With the statute of limitations for filing a refund claim set at three years from the date the return was filed and two years from the date the tax was paid, the Treasury Department says same-sex couples can still file refund claims for tax years 2010, 2011 and 2012. Moreover, some taxpayers may be able to file refund claims earlier than that depending on special circumstances, such as whether an agreement was signed with the IRS to keep the statute of limitations open.
A release from the Treasury Department states, “employees who purchased same-sex spouse health insurance coverage from their employers on an after-tax basis may treat the amounts paid for that coverage as pre-tax and excludable from income.”
The ruling comes just over two months after the Supreme Court struck down Section 3 of the Defense of Marriage Act defining marriage as between a man and a woman. Edie Windsor, the 83-year-old lesbian widow at the center of that case, sued the federal government to recoup about $363,000, the federal estate tax she was forced to pay on her “inheritance” following the death of her wife in 2009. Prior to today’s ruling, lawfully married same-sex couples were forced to declare themselves “unmarried” when filing their federal tax returns.
“With today’s ruling, committed and loving gay and lesbian married couples will now be treated equally under our nation’s federal tax laws, regardless of what state they call home,” Human Rights Campaign President Chad Griffin said in a statement. “These families finally have access to crucial tax benefits and protections previously denied to them under the discriminatory Defense of Marriage Act.”
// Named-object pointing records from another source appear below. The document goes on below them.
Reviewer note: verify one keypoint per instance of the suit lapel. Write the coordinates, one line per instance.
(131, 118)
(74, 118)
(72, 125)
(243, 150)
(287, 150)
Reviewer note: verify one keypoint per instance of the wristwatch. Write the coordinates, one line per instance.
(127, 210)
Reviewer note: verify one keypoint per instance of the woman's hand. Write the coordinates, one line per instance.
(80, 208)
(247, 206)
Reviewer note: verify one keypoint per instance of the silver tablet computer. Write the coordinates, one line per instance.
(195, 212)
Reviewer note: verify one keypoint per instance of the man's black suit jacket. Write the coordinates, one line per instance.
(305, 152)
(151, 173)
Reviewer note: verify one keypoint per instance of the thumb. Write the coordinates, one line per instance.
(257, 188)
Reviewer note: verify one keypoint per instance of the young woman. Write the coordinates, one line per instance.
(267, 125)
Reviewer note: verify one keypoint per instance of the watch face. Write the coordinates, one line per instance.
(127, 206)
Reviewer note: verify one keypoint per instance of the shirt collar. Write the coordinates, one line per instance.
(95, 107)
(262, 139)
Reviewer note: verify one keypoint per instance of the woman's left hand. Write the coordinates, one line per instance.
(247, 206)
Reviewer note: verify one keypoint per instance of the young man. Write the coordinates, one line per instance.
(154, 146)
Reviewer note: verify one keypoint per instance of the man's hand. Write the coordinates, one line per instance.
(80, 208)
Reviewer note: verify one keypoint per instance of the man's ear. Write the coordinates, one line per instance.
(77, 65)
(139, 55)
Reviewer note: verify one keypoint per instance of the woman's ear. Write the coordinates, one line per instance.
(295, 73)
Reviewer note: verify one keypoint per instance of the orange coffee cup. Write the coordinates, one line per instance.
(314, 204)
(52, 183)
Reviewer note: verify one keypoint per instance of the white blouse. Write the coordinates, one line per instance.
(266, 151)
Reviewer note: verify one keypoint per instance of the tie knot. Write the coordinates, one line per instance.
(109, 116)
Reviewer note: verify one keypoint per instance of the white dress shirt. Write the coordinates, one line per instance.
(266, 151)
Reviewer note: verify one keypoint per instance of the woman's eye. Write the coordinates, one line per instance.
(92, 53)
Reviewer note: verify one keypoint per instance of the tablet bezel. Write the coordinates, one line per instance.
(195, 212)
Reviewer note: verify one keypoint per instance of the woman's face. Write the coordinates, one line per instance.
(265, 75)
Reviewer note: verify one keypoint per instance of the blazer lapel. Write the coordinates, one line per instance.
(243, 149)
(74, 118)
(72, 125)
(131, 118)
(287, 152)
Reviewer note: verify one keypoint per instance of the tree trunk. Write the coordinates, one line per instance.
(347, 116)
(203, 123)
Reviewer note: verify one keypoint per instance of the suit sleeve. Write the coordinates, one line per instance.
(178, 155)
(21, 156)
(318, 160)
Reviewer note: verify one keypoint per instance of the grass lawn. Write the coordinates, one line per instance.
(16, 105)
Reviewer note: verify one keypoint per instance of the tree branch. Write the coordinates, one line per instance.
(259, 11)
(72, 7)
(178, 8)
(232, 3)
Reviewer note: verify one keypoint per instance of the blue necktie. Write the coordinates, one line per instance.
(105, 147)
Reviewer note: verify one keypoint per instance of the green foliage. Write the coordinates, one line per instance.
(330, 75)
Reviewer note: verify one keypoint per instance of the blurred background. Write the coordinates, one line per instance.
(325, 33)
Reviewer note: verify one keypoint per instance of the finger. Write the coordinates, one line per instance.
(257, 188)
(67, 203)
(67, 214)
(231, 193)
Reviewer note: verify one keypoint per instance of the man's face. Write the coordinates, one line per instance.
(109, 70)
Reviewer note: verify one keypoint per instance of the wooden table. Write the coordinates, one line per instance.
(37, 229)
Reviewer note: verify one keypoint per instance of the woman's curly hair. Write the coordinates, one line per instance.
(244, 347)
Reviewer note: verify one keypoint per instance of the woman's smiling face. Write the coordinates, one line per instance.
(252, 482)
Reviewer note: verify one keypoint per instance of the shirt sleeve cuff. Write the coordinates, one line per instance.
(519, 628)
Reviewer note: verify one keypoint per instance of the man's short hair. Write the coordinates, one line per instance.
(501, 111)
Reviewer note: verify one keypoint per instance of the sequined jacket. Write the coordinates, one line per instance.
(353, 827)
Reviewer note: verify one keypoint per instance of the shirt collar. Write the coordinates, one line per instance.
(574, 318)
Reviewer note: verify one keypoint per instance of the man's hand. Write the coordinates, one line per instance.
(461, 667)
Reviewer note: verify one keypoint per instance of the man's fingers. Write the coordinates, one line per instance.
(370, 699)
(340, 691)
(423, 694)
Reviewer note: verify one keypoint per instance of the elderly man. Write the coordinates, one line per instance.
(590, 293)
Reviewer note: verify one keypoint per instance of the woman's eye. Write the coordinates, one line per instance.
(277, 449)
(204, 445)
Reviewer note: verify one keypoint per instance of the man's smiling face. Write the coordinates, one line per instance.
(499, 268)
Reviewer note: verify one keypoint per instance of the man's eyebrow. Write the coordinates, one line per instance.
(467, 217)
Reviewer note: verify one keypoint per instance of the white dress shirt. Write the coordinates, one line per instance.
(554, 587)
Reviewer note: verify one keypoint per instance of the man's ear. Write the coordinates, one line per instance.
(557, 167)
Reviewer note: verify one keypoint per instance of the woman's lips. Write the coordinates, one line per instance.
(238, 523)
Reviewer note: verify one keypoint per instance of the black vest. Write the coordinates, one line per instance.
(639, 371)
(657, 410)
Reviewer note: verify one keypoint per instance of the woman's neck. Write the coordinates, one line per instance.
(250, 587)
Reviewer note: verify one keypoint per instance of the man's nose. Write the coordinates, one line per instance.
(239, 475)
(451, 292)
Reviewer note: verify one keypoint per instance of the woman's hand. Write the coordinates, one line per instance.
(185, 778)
The ruling is the latest, and perhaps broadest, implementation of the DOMA ruling by the federal government to date. Earlier today, the Department of Health and Human Services issued a memo clarifying that the beneficiaries of private Medicare plans have access to equal coverage when it comes to care in a nursing home where their legally-recognized same-sex spouse lives, no matter where they live.
“We urge all federal agencies to the greatest degree possible to join the Treasury Department and the IRS in recognizing the legal marriages of all same-sex couples,” Griffin added. “No family should have to worry about losing important federal rights and benefits, simply because they live in a state that doesn’t recognize them as equal under the law.”